WAGNER meets Cuba (2004)
Parsifal goes la Habana
Also das nenne ich mal eine wirklich originelle Idee! Die absolut erträgliche Leichtigkeit der kubanischen Musikkultur mit der abgründigen Schwermut Richard Wagners in Einklang zu bringen, dürfte in der Musikgeschichte ein ziemlich einmaliges Projekt darstellen, obwohl ich mit den beiden anderen (mir nicht bekannten) Projekten der Albumtrilogie von Ben Lierhouse "Wagner meets New York" bzw. "... meets Spain" wohl weiteres Neuland zu bereisen haben werde...
Es ist nicht nur ein gewagtes Unternehmen, sondern auch eine verdammt lustige, ja fast unverschämte Idee! Nun musiziert man in Kuba ja nicht gerade heftig im Sinne von tieflastiger Traurigkeit. Umgekehrt dürfte den Hardlinern der elitären Wagner-Gemeinde wohl der gepflegte Gaul durchgehen, wenn derart "leichtes" Getön die Walhalla mit buntem Luftpostpapier zu tapezieren versucht... und das auch noch mit Erfolg!
Nun geht es mir so, dass ich mich an dieser vermeintlichen Merkwürdigkeit gar nicht satt hören kann. Waren es nicht Schlagzeug, Percussion, E-Bass und -Gitarre, die ich in der klassischen Musik schon immer vermisst habe...? Was wäre gewesen, wenn Richard Wagner dieses Instrumentarium ebenfalls zur Verfügung gestanden hätte...? Öhm ja...
Die vollkommen geniale Einbindung des Trauermarsches aus dem dritten Akt der GÖTTERDÄMMERUNG in "Radio-Introduction" ist ja wohl mehr als berauschend und magisch... und auf den ersten "Blick" gar nicht hörbar. Gut, dass an der entsprechenden Stelle (wie auch an allen anderen) ein kleines Icon mit dem Portrait des Meisters erscheint, um auf das Original hinzuweisen. Per Enter-Funktion lässt sich gar auf das eingebundene Original umschalten!!! Mitunter kommt erst dann das Aha-Erlebnis, denn die Zitate sind (teilweise) ausgesprochen raffiniert in einen neuen Zusammenhang gestellt worden, während z.B. in "Just married" der Brautchor aus LOHENGRIN reichlich unschwerer zu erkennen ist. Ebenso eindeutig ist die Ouvertüre zu TANNHÄUSER in "Venus is waiting" und der PARSIFAL in Track 5 "The way to the Light"... ach...

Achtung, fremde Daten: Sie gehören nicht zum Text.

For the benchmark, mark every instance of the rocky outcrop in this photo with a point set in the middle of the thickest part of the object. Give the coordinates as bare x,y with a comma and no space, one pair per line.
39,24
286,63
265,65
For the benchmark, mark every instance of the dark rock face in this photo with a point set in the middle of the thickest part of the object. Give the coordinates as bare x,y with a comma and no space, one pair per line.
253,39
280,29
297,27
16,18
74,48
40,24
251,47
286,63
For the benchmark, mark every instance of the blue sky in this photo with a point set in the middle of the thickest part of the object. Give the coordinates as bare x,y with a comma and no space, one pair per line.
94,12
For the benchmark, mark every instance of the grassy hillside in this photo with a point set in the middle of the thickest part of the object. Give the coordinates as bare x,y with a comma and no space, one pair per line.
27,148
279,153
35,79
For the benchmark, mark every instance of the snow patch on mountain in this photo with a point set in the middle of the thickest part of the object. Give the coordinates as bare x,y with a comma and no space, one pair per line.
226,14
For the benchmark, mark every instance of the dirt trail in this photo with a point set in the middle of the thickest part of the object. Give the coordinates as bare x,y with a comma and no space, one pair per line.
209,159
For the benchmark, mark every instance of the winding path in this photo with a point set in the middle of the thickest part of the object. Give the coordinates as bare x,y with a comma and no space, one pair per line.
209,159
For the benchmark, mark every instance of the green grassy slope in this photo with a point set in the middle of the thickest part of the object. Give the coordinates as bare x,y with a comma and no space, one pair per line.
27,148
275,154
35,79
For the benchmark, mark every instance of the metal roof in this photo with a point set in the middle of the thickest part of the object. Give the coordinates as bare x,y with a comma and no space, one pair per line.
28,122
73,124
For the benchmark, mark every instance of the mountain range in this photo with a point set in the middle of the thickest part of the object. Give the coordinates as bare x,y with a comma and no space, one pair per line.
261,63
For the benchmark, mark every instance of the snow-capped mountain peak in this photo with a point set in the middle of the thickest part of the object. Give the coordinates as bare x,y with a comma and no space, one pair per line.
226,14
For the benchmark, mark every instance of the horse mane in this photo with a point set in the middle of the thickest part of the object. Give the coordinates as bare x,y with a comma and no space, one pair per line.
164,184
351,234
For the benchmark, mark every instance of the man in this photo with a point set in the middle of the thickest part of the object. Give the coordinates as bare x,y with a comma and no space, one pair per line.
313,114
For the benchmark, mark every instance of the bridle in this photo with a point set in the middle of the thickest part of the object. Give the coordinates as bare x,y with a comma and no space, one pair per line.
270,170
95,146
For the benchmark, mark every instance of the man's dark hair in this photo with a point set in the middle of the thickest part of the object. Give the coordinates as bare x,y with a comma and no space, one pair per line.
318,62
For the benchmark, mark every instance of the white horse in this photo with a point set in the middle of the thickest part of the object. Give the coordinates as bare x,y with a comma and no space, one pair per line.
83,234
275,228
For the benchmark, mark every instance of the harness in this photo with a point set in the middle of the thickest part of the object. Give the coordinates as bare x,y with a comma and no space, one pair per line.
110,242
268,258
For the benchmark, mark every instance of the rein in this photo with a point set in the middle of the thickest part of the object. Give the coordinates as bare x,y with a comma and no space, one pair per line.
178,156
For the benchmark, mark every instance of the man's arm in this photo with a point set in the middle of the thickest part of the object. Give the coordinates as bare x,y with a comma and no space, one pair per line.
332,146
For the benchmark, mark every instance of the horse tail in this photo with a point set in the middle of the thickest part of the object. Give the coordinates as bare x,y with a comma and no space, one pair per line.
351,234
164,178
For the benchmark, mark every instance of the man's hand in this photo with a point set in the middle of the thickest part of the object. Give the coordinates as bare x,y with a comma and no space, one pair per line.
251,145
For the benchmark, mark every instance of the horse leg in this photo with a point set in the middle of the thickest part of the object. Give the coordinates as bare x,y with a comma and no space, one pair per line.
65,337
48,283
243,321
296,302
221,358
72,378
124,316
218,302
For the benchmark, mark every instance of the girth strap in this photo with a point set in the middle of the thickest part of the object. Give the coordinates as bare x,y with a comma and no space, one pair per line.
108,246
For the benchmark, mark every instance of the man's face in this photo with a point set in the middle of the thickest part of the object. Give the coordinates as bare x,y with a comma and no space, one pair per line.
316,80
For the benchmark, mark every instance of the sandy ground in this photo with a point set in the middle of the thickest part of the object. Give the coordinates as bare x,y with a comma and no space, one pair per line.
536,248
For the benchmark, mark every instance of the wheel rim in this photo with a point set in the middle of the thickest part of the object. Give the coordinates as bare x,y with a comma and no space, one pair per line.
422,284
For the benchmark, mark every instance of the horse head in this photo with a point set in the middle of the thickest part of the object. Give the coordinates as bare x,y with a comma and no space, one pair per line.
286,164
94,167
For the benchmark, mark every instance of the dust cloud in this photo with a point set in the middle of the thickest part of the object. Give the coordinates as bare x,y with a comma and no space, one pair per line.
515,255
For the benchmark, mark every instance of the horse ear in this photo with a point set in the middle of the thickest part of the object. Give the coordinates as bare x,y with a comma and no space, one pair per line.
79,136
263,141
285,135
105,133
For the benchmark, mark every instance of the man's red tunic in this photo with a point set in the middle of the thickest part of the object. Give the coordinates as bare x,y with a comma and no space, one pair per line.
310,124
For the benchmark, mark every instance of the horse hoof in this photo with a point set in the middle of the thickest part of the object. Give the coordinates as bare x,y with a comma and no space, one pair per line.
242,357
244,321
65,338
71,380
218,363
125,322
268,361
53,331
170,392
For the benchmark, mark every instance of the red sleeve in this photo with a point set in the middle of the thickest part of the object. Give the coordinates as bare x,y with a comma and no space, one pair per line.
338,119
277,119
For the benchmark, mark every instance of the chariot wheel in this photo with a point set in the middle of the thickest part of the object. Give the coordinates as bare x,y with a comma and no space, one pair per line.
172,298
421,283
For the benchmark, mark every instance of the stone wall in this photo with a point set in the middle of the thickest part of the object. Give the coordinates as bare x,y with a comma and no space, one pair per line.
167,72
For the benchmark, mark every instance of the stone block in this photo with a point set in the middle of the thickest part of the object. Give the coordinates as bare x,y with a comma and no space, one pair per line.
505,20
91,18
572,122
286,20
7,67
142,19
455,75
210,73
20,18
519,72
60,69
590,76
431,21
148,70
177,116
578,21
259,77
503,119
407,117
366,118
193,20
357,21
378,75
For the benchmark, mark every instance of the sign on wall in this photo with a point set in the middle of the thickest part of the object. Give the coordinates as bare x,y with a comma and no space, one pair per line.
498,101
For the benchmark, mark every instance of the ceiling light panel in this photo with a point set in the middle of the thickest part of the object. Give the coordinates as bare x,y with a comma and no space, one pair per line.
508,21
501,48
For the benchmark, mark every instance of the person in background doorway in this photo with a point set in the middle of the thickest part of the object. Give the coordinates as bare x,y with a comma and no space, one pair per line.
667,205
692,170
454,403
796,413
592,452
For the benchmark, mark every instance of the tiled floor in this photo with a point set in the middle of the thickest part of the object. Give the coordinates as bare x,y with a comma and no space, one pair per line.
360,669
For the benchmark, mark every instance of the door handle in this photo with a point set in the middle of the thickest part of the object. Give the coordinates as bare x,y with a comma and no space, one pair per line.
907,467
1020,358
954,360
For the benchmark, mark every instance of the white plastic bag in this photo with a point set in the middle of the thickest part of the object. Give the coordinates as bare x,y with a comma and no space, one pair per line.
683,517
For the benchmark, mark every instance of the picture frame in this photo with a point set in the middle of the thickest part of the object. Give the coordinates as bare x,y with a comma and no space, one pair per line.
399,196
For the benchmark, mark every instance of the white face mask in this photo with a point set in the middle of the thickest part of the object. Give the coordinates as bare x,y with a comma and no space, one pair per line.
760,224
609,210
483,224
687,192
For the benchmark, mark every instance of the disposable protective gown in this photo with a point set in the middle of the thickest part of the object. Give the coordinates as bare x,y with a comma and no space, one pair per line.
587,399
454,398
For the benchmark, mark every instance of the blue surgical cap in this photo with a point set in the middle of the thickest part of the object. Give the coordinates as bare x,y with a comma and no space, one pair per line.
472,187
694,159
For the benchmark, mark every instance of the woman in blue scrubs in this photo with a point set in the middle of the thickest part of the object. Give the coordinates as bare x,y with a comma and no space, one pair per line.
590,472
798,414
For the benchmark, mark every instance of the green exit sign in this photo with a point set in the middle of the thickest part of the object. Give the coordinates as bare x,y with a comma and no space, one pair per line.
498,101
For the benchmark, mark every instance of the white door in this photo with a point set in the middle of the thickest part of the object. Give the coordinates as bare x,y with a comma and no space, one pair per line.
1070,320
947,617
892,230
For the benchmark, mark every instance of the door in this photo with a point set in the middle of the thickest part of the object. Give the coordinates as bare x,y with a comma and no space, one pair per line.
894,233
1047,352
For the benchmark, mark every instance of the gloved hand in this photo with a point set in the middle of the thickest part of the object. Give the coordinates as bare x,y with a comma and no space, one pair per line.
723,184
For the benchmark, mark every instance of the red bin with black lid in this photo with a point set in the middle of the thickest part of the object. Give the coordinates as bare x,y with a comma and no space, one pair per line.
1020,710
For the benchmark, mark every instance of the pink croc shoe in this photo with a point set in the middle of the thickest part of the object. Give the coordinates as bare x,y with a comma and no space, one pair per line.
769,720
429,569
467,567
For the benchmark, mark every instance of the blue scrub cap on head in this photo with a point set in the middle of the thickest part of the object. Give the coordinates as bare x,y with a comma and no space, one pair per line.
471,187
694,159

"Morning in Pinar del Rio" begeistert mit SIEGFRIED und... keine Ahnung was das jetzt ist - Mambo, Rumba, Son Cubano, Salsa, Danzón oder Calypso... egal. Wie kommt man bloß auf die Idee, ausgerechnet das verhaltene Siegfried-Idyll in eine derart beschwingte Form zu zwängen... äh, zu dehnen...??? Also, ich schmeiss mich weg! Das hat was!! Einer lahmen Gurke wachsen Füße... und die bewegen sich im Takt. Gibt's nicht...!
Mehr als aufregend sind die weiteren Fusionen in Richtung TRISTAN UND ISOLDE und dem HOLLÄNDER. Diese Dramatik passt in tausend Jahren nicht in einen afro-kubanischen Kontext, könnte man meinen. Ben Lierhouse mit seinem Gateway-Symphony-Orchestra und Gastmusikern beweisen das Gegenteil!!!
Wenig berauschend ist das Bildersammelsurium im Feature "Cuba Feeling". Das gesamte Konzert mit wenig aussagekräftigen Impressionen aus Havanna zu unterlegen kommt irgendwie billig - fast wie ein Amateur-Urlaubsvideo -, zudem scheint die Auswahl auch noch eher wahl- und lieblos getroffen worden zu sein. Die "Specials" sind ein (schlechter) Witz: Werbung für die o.g. Projekte und ein lächerliches "Making of", welches lediglich eine Handvoll Konzertfotos beinhaltet. Schade eigentlich!
Die Sound- und Klangqualität ist allerdings überragend!
Fazit: Eine wirklich ganz herzerfrischende Reise in eine "Welt", die es gar nicht gibt!!!